Direkt vom Feld weg sind die Kalebassen weder für Lampen, noch für das geigenähnliche Musikinstrument Kemane oder für Trinkgefäße zu gebrauchen. Die großen Exemplare, die bei der Ernte zwischen zehn und 15 Kilo auf die Waage bringen, müssen erst einmal drei bis vier Monate trocknen. Danach sind sie federleicht. Werden sie geschüttelt, geben die Samen im Inneren Laut. „Die säen die Bauern dann wieder ein.“ Bevor Yesim Erdem damit beginnt, die alte Kulturpflanze ins rechte Licht zu rücken, legt sie den Kürbis zunächst einmal für eine Weile ins Wasser. Anschließend schabt sie die graue Außenhaut ab und bearbeitet die Schale mit Stahlwolle. Dann wird ein Loch in den Boden der Frucht gebohrt, durch das später die Lampenfassung gesteckt wird. Zunächst muss die Kalebasse aber erst einmal mithilfe einer Stahlbürste restlos von ihren getrockneten Innereien befreit werden. „Das ist ganz wichtig, sonst beginnt die Lampe irgendwann zu leben“, erklärt die Esslinger Kunsthandwerkerin, die sich bei ihrer Arbeit auf ihren Mann Özkan stets verlassen kann - vor allem bei technischen Details. „Wenn ich eine Idee habe, bekommen wir das immer gemeinsam hin.“

Sind das Äußere und Innere der Kalebasse schön sauber und glatt geschliffen, beginnt der künstlerische Teil der Arbeit. „Für mich ist die Gestaltung einer Lampe immer eine Kommunikation mit der Natur und mit mir selbst“, erklärt die 42-Jährige. Denn jeder Flaschenkürbis ist anders gewachsen. „Bevor ich anfange, drehe und wende ich ihn und lasse mich von der Form inspirieren.“ Ob Schmetterlinge, Blumen oder grafische Muster - bei der Gestaltung der Kalebassen sind der Fantasie keine Grenzen gesetzt. „Ich arbeite auch gerne mit Swarowski-Kristallen oder Edelsteinen und mache sehr gerne spirituelle Motive wie den Baum des Lebens oder die Hand der Fatima.“ Die hat Yesim Erdem, die im nächsten Jahr auch Kurse anbieten möchte, jedoch nicht in den Kürbis gebohrt, sondern gefräst. „Das ist viel schwerer als das Bohren“, erläutert sie. „Denn man geht ja bis auf die Innenhaut. Und wenn man nur eine Sekunde nicht aufpasst, ist man durch und kann die Lampe vergessen.“ So sei die Frästechnik nichts für Anfänger.
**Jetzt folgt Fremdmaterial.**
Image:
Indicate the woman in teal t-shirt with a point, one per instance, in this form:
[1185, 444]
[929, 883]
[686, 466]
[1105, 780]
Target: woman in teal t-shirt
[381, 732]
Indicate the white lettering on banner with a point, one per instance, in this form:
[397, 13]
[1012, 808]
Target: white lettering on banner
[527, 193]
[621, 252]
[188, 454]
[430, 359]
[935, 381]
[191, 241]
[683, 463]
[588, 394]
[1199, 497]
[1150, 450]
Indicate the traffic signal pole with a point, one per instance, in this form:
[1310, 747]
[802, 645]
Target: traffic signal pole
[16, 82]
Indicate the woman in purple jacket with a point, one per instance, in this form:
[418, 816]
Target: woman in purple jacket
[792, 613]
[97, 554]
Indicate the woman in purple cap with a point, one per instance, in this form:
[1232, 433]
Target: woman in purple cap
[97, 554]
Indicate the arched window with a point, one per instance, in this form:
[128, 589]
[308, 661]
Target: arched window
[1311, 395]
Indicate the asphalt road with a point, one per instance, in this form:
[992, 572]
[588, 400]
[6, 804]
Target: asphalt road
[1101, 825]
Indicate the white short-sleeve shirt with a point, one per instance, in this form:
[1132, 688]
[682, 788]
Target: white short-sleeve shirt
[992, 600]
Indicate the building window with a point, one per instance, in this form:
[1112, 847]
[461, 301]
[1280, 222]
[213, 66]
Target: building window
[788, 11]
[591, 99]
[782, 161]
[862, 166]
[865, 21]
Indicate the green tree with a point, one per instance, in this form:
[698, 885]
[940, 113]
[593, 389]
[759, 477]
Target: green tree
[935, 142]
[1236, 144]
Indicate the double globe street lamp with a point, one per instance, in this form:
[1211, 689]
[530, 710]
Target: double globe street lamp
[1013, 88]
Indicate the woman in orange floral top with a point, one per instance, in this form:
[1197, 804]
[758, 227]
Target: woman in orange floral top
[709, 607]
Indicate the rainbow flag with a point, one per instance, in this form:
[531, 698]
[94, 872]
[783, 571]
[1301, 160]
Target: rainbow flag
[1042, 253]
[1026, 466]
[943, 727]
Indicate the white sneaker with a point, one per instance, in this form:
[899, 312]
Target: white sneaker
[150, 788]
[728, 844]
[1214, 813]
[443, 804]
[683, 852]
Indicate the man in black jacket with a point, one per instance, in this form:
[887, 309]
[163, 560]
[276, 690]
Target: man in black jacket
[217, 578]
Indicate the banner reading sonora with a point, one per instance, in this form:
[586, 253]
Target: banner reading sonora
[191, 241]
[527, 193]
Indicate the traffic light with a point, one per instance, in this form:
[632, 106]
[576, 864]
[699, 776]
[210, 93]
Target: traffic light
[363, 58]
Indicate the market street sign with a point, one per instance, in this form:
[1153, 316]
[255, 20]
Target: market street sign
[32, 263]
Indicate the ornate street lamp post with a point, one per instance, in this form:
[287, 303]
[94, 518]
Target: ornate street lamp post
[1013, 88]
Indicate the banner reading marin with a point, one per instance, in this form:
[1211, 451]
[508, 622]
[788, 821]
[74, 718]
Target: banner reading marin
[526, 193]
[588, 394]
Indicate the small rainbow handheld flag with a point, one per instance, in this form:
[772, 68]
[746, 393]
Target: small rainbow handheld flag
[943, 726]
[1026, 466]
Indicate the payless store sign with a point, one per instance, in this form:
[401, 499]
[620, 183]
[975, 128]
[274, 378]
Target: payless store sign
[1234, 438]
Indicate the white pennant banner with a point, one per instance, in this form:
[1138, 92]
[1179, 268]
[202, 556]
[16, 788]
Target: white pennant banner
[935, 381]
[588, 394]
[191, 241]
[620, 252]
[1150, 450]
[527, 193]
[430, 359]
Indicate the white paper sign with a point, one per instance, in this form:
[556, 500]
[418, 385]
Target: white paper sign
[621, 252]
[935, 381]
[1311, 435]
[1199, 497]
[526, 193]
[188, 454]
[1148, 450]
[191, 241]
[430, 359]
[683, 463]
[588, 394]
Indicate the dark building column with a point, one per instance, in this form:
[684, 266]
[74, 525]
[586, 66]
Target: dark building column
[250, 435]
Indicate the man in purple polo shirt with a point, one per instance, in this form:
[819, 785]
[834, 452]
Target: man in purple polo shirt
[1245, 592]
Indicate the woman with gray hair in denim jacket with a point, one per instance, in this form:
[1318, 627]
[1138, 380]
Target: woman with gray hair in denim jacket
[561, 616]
B ei all ihren Entwürfen muss die Kunsthandwerkerin natürlich immer im Kopf haben, wie die Motive sowohl beleuchtet, aber auch im ausgeschalteten Zustand der Lampe rüberkommen. „Tagsüber sollen die Kunden eine schöne Skulptur und abends dann tolle Lichtspiele an den Wänden haben“, formuliert Yesim Erdem ihren Anspruch. Das gilt natürlich auch für all jene filigranen Lichtobjekte, die nach den individuellen Wünschen der Kundinnen und Kunden gefertigt werden. Bis eine Kallebasse leuchtet, dauert es im Schnitt zwei Tage. „Das schafft man allerdings nur bei den gebohrten Motiven, die gefrästen sind aufwendiger.“ Zwar bietet die Kunsthandwerkerin auch Kalebassen in ihrer natürlichen Farbe an. Die meisten Lampen, die die Werkstatt Am schönen Rain verlassen, werden aber zuvor mit umweltfreundlichen Holzlacken lasiert. „Man kann sie somit problemlos feucht abwischen. Der Witterung sollte man sie allerdings nicht aussetzen.“

Wer Yesim Erdem über die Schulter schauen möchte, kann dies vom 17. bis 20. November auf der Messe Kreativ auf dem Stuttgarter Messegelände tun. Bei einem Auftritt auf der Showbühne zeigt sie am 17. November um 10.30 Uhr, wie eine Kalebasse zur Lampe wird. Zudem ist sie am 28. November in der Fernsehsendung „Kaffee oder Tee“ und am 7. Dezember im ARD-Buffet zu Gast. Auch ES-TV hat die Kunsthandwerkerin schon besucht. Den Beitrag findet man unter www.es-tv.de.